A supplementary question was asked by Tijs Broeke, who suggested that it would be helpful for those Members who did not serve on the Planning and Transportation Committee to be provided with a better understanding of the process and extent of deliberations in relation to the planning application in question. Through a second supplementary question, he also sought clarity as to the paperwork and information provided to Members ahead of decision-making. Responding, the Chair advised that the Committee first heard from officers who presented the scheme in detail, then from five objectors, following which the committee members had a chance to ask questions of the objectors. The applicant then addressed the Committee and answered several questions of Members.
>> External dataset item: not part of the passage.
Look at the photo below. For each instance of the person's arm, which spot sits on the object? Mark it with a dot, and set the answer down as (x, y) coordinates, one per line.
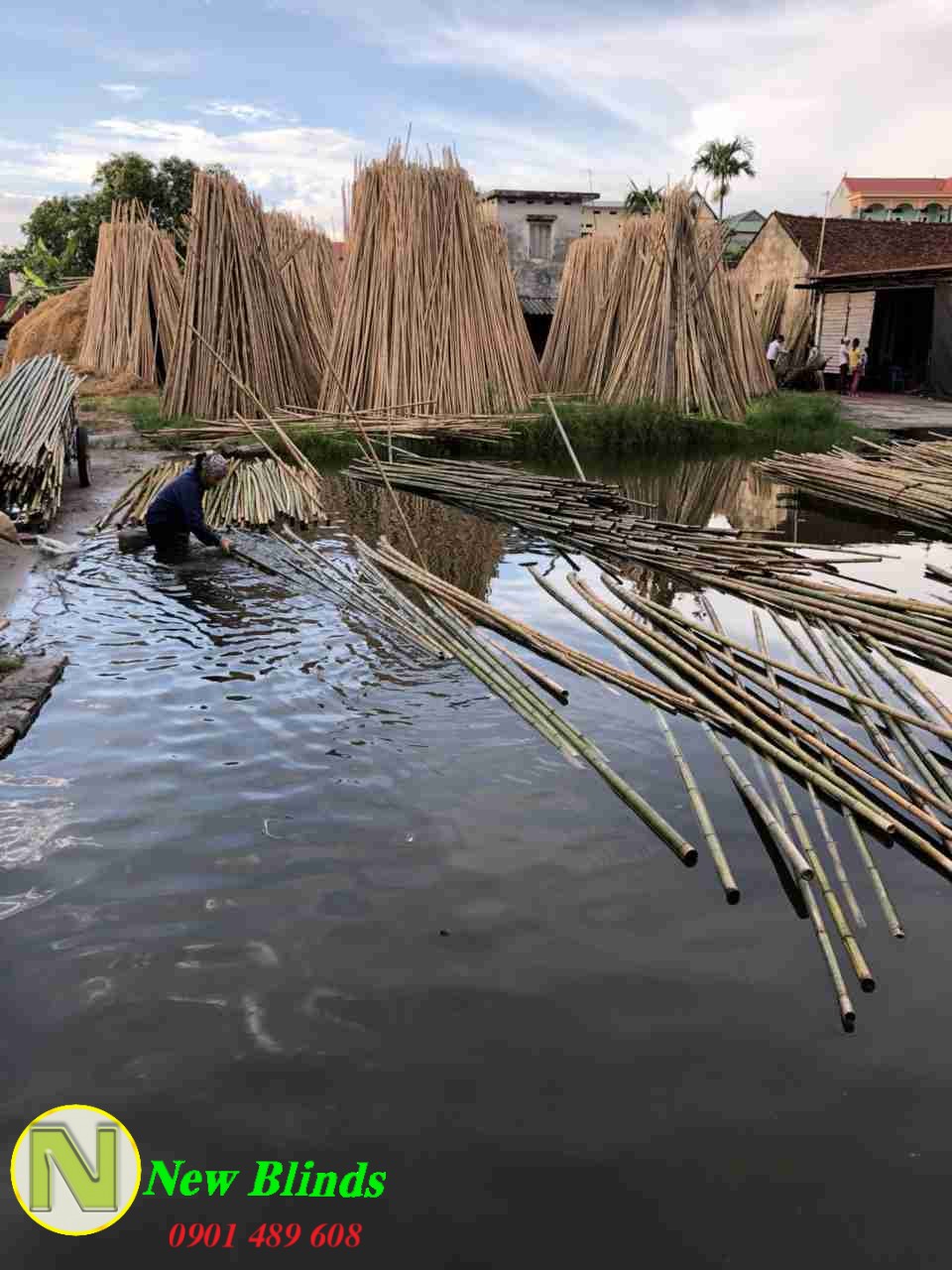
(194, 517)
The Committee then moved to ask questions of officers and express views in relation to the application, before a motion to move to the vote was put, seconded and approved by a majority of the committee. Upon the substantive motion then being put, the Committee resolved by majority to grant planning consent. The Committee had been considering the item for over 1 hour and 40 minutes when it was put for decision. The Chair also confirmed that the report for pre-reading was 281 pages long, with additional letters also circulated to the committee.
Through two supplementary questions, Marianne Fredericks suggested that it was the substance rather than the length of debate that was important, highlighting that the termination of debate was precipitate and prevented proper questions to and answers from planning officers, adding that there had also been interruptions and delays caused by technical issues. She sought the Chair’s view on a wholesale review of the Corporation’s planning processes, which she argued was imperative to restore public confidence and to address Lord Lisvane’s observations of deficiencies through his recent review. In reply, the Chair commented that the planning protocol had only recently been reviewed and updated and reiterated her confidence in the City’s processes and in the Planning and Transportation Committee. Whilst accepting the importance of restoring confidence to any regime where it was lacking, she cautioned that this was a highly regulated area and concerns should be addressed in the proper way through the Lisvane Review process. She added that she would be happy to meet with concerned Members in meantime to discuss particular issues.
Alderman Prem Goyal asked two additional supplementary questions in relation to the City’s Planning Protocol and the particularly salient elements of it, asking in particular what elements had been recently updated to ensure full compliance with good practice and the law. The Chair provided a summary of the Protocol in response to indicate its comprehensive nature and which, along with planning law, allowed the City to discharge its functions in a fair, effective and lawful manner. She added that the Planning Protocol ran to 24 pages of rules and regulations, all of which were designed to ensure the highest standards of conduct and probity at all times, adding that it had been updated only recently following debate and approval by both the Policy and Resources Committee and the Planning and Transportation Committee in the light of the Holocaust Memorial judgement and also to make any member meetings with applicants, objectors or other stakeholders even more tightly regulated, so as to preserve trust in the planning system.
Motion – That, pursuant to Standing Order No.2, Standing Orders No.13(6) and 13(9) be suspended to allow for debate to continue.
Upon the Motion being put, the Lord Mayor declared it to be lost.